Topeka correspondent John Hanna had been hearing hints for weeks from Kansas Republicans that there might be something in Kris Kobach’s record that could cause trouble for the Kansas secretary of state and candidate for governor.
At first, it was just that: hints. The suggestions were so vague that Hanna set off to review the nationally known Republican’s statements of substantial interest – documents filed by Kansas officials that list such things as business dealings, stock holdings and gifts. Hanna, whose reporting sense is informed by 30 years reporting from the statehouse, found nothing. But he had the sense that this was more than run-of-the-mill election-year gossip.
So he kept digging.
Hanna pressed for detail over more than a week, and eventually a source suggested there might be something to do with a pardon. He filed a records request with the governor’s office, seeking files on any pardon requests from Kobach since Jan. 1, 2017.
Eventually a source suggested there might be something to do with a pardon.
The governor’s office released a copy of its file on a pardon request for Ryan Bader, a Kansas City-area resident and the vice president of TriStar Arms, a firearms importer. Bader had pleaded guilty to attempted robbery over a 2009 incident in which he’d temporarily taken a cell phone from a cab driver after being unable to pay the full fare for a ride home after drinking on St. Patrick’s Day. He’d initially faced an aggravated robbery charge but agreed to a plea bargain, received a light sentence and had his record expunged. He wanted a pardon so that he could buy a gun again and get the federal licenses needed to take over the family business.
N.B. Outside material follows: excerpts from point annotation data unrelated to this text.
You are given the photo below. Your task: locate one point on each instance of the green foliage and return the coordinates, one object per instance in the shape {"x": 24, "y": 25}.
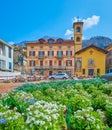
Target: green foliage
{"x": 58, "y": 105}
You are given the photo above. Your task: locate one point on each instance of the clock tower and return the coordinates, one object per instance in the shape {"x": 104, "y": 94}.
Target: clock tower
{"x": 78, "y": 35}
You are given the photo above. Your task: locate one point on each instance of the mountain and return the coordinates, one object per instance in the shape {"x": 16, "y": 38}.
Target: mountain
{"x": 99, "y": 41}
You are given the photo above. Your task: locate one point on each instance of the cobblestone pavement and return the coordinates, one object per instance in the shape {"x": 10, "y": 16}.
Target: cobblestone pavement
{"x": 5, "y": 87}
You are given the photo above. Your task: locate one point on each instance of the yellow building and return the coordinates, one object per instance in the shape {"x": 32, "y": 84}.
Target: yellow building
{"x": 109, "y": 59}
{"x": 90, "y": 61}
{"x": 53, "y": 56}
Bader’s attorney for the pardon request? Kobach, who initiated the request himself in August 2017, the records showed. What’s more, Kobach did not provide a key document that the office of GOP Gov. Jeff Colyer – whom Kobach is challenging – later released: An affidavit from a police officer who said the cab driver told him Bader had threatened him against calling police with a gun to the head and that two officers found a gun fitting the cab driver’s description in Bader’s home.
The governor’s office received a copy of the affidavit from the local district attorney’s office two months after Kobach initiated the pardon request, and it became the key reason given for Colyer’s denial of the pardon request.
But there was more: A review of campaign finance records showed that TriStar had donated at least $7,000 to Kobach’s campaigns for secretary of state and governor in the past five years. The company also had helped sponsor a fundraiser Kobach had with Donald Trump Jr.
Hanna's APNewsBreak was well used by customers, including The New York Times and a post on the homepage of a member that is usually hesitant to showcase work done outside its newsroom. It also became a topic of a gubernatorial debate, with Kobach defending the pardon request.
For smart digging and use of public records that helped drive the news agenda and political conversation, Hanna wins this week’s Best of the States award.